Sprint Pushes FPS NOVA With Firmware — and Users Can't Remove It 182
theodp writes "If you could change the way wireless companies did things, what would you do?' asked Sprint CEO Dan Hesse. How about stopping the use of Sprint's firmware updates to download apps that aren't wanted and can't be removed, Dan? Sprint confirmed to CNET's Elinor Mills that those strange apps she was shocked to find on her Android phone — sci-fi shooter N.O.V.A. and Blockbuster — with a long list of permissions that couldn't be uninstalled had been sneakily downloaded onto her phone during a firmware update. 'Sprint does offer a variety of partner applications that are optimized for use on our wireless phones,' a Sprint representative explained in an e-mail. 'From time to time, we will provide new apps to our customers in conjunction with a software maintenance release. Also, Sprint, in conjunction with Google, is taking steps to develop a technical solution that would allow customers to remove any unwanted applications that have been preloaded or pushed in an over-the-air software update.'" Asking first would be a nice non-technical solution.

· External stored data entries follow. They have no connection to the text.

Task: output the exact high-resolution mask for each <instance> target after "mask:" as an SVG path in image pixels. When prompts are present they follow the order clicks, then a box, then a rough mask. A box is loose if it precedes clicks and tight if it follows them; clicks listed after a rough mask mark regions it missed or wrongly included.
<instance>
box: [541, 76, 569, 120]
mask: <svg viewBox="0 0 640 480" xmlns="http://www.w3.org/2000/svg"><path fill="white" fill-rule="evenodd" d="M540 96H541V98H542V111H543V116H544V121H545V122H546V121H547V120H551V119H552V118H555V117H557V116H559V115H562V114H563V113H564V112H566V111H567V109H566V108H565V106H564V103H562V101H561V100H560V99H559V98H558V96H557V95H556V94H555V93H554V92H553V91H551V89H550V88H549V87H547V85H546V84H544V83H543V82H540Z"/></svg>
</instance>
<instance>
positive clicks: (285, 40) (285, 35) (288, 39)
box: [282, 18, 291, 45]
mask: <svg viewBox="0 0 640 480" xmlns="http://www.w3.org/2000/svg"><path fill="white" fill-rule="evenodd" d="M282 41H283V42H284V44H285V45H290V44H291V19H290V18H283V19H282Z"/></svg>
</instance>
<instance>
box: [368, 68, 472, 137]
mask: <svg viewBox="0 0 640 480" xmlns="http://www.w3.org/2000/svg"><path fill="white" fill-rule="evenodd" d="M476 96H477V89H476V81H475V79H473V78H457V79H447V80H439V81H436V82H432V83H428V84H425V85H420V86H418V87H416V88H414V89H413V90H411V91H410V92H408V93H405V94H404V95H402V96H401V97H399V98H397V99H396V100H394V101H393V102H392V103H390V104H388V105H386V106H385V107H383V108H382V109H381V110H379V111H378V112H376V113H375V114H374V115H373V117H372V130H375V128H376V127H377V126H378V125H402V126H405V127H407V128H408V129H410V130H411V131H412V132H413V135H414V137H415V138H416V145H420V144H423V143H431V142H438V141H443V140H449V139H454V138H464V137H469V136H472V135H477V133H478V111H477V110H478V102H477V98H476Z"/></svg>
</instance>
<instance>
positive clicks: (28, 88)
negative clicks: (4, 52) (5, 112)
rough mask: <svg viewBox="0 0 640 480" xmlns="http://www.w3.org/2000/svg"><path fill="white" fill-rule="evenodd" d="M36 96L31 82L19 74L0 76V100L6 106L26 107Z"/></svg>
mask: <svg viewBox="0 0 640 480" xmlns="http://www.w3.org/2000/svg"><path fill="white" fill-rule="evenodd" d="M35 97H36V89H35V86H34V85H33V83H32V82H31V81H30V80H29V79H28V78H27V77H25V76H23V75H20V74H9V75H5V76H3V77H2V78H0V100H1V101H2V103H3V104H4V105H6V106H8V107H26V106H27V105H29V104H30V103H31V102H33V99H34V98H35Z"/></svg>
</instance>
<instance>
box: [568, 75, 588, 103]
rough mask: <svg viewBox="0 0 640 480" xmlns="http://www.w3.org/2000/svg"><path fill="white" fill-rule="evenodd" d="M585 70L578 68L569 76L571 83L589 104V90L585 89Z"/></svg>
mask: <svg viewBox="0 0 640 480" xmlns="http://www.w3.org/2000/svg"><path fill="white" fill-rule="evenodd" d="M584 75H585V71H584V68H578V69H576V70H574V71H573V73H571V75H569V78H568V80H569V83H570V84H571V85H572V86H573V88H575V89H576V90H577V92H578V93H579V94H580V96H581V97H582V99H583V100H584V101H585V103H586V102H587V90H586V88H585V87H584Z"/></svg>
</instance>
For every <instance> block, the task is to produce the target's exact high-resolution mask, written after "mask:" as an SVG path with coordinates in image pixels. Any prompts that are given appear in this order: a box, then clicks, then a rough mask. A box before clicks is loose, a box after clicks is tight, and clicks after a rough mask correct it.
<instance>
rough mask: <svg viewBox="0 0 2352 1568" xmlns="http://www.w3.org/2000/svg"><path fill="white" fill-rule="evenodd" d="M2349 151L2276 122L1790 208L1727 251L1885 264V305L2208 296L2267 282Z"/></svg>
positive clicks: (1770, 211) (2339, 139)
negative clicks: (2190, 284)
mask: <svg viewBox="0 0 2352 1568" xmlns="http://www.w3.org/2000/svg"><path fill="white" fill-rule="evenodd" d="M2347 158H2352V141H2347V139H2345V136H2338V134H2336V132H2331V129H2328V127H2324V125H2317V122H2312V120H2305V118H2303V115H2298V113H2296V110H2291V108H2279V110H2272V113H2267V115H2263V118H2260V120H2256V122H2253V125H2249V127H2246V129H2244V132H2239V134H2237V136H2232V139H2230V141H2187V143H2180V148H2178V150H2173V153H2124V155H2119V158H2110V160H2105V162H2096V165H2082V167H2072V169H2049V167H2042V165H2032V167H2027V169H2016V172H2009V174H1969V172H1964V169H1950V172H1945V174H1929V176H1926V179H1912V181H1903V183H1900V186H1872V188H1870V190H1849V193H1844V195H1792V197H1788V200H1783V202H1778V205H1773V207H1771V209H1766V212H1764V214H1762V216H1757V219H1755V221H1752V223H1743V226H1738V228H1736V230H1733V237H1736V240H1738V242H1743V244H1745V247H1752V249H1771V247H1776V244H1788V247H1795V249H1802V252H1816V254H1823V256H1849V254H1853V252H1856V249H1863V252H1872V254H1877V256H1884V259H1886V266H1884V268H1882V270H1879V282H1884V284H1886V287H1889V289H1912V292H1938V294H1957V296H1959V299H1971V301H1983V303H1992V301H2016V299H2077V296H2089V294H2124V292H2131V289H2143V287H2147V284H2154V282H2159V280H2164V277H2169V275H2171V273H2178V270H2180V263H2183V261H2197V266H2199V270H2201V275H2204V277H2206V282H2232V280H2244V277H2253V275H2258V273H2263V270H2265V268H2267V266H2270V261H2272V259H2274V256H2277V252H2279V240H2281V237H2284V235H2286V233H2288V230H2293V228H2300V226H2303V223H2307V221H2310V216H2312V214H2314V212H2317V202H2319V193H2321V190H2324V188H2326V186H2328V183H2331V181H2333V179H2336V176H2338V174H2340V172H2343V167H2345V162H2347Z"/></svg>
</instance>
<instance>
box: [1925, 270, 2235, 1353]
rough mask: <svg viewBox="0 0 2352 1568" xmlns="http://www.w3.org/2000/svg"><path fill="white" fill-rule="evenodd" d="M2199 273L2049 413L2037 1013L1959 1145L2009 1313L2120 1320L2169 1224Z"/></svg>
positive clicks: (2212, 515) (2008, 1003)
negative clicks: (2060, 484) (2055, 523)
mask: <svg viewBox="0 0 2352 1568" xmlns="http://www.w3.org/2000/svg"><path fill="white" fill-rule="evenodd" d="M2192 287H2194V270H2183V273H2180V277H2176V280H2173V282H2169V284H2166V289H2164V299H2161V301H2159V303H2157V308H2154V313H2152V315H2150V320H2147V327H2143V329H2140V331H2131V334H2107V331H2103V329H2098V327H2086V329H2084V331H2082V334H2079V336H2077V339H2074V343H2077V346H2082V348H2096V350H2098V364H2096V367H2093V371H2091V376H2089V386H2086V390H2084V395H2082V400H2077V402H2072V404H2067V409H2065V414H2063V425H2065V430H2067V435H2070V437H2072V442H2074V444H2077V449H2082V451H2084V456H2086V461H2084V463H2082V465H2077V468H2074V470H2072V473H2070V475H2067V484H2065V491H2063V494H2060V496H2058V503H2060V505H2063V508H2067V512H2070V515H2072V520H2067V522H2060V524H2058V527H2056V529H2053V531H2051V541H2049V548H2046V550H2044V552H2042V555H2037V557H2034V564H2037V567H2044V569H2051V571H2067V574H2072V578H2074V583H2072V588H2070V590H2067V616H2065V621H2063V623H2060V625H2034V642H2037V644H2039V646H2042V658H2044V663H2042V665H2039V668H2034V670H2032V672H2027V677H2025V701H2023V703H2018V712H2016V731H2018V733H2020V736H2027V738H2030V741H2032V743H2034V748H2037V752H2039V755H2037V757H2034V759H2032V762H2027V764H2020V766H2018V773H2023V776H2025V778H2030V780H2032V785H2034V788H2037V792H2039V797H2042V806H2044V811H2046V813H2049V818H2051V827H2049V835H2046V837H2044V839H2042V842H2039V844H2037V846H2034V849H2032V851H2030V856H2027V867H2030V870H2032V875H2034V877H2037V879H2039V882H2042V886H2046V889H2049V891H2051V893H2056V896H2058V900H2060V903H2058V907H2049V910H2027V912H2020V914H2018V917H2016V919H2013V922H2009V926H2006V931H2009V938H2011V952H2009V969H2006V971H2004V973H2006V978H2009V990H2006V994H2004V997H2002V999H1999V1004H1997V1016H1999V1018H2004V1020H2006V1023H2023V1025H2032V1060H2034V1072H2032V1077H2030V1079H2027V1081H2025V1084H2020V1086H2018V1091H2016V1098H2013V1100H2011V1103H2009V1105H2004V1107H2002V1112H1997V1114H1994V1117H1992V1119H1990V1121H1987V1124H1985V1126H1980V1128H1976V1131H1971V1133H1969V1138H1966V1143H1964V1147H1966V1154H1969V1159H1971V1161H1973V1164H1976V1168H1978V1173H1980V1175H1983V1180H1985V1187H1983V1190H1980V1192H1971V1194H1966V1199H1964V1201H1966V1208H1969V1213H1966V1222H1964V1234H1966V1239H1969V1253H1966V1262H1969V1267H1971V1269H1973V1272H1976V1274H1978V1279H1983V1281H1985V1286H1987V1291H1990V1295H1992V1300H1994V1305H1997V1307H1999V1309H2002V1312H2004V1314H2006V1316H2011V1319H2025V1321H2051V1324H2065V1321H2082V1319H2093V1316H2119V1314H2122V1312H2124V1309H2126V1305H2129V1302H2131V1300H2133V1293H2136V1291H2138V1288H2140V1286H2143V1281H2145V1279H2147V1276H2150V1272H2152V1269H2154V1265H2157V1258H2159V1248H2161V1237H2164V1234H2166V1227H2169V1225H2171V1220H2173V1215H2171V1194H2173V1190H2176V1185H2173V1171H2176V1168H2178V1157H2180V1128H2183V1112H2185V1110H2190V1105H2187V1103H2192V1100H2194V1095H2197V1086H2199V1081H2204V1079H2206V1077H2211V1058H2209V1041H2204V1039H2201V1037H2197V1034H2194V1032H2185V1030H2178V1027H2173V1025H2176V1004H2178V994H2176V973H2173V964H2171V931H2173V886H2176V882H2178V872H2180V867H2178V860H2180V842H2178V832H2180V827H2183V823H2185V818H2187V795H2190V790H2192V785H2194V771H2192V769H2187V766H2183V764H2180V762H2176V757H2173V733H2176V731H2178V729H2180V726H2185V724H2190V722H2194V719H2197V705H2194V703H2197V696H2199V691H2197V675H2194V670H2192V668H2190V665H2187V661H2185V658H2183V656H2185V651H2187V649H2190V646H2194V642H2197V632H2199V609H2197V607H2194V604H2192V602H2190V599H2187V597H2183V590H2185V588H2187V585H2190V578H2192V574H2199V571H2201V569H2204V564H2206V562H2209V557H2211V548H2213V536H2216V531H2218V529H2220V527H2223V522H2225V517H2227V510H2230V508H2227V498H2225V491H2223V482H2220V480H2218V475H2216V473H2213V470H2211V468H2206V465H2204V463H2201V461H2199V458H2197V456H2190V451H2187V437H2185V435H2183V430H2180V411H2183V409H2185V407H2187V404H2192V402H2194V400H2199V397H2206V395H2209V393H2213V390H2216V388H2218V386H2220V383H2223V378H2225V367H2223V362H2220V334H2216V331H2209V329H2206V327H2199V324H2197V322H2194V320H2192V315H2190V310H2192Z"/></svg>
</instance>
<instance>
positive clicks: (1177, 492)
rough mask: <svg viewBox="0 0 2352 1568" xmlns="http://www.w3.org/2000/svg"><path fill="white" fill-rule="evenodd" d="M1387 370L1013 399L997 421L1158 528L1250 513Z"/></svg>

Asking first is not a non-technical solution (Score:5, Interesting)
You have to build the technology to ask during installation of a patch, which is generally supposed to be an invisible process. That's the opposite of a non-technical solution.
This is a problem. (Score:5, Interesting)
Sony Ericsson does the same thing (Score:3, Interesting)
They can be removed from apps menu but every refresh or minor update reinstalls them.
They are ofcource both trial versions and if you clean out their datastore to get rid of em, your trial licence is gone too, so all you can do is watch the horrible dialogs telling you to purchase fullversion and lock up before allowing you to exit again. The word crapware comes to mind...
You have to be pretty corrupt and greedy as a manufacturer/vendor to bundle this crap.
who's phone is it? (Score:5, Interesting)
Re:This is a problem. (Score:2, Interesting)
The reason you can'y uninstall them is sprint gets paid for each install ... pretty obvious id say.